Cette posture a été exprimée par plusieurs de nos politiciens, particulièrement lorsqu’il se trouvaient dans l’opposition. Beaucoup aimeraient sans doute voir le programme disparaître aussitôt qu’on trouve d’autres sources de revenu pour le remplacer.
Certes, des améliorations sont nécessaires, notamment pour renforcer le contrôle des candidats selon les exigences de l’Union européenne. Le Vanuatu doit continuer d’honorer ses engagements contre le blanchiment d’argent et le financement du terrorisme, qui ont été reconnus et applaudis par le Groupe d’action financière (GAFI) voilà déjà trois ans (même si la Commission Européenne tarde à les reconnaître de son côté). Il n’est pas dans notre intérêt que notre passeport devienne un handicap aux douanes de l’espace Schengen, car il perdrait de la valeur. Le rapport du Bureau de la citoyenneté donnait d’ailleurs à ce titre d’excellentes recommandations d’ajustements administratifs et juridiques, dont plusieurs ont été rapidement appliquées peu après sa publication.
Mais il est faux d’affirmer comme le font les opposants au programme, toujours selon le rapport, qu’il est une « menace très réelle à la souveraineté du pays ». Il est au contraire une célébration de notre souveraineté, directement issue de notre indépendance voilà 40 ans. Si nous étions encore un condominium, nos politiques de citoyenneté et d’immigration seraient probablement inspirées par celles de la France et du Royaume-Uni, où la situation est différente. Mais nous sommes souverains et avons décidé de nous donner les moyens du développement durable avec les ressources à notre disposition.
Faisons donc un autre calcul. Imaginons que le programme se poursuive à son rythme actuel, donc une moyenne de 1 800 passeports par an (VSP et DSP confondus).
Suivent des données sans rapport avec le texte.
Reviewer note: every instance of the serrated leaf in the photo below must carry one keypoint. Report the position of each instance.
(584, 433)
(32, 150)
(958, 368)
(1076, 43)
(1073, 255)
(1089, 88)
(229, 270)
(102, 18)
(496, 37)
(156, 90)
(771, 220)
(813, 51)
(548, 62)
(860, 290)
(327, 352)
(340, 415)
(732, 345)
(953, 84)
Cela représente 0,6 % de la population, soit moins que sa croissance démographique actuelle de 1,73 %. Ils ne risquent pas de déstabiliser notre identité nationale, d’autant plus qu’ils ne viennent pas pour la plupart (donc ne peuplent pas nos terres), ne votent pas (donc n’influencent pas nos choix de société) et ont été sélectionnés pour leur probité (donc risquent peu de commettre un crime en notre nom). En revanche, les quelques 20 milliards de vatu qu’ils injecteront chaque année dans l’économie permettront d’améliorer de manière très significative nos systèmes d’éducation et de santé, pour collectivement prendre mieux soin de nos enfants et de nos aînés.
Pendant ce temps, une autre source de revenu public, l’aide internationale, donne potentiellement à d’autres un levier d’influence politique, ce qui compromet véritablement notre souveraineté. La citoyenneté par investissement vient justement amoindrir cette menace en allant chercher des fonds étrangers avec nos propres moyens, parce que c’est notre prérogative d’État indépendant.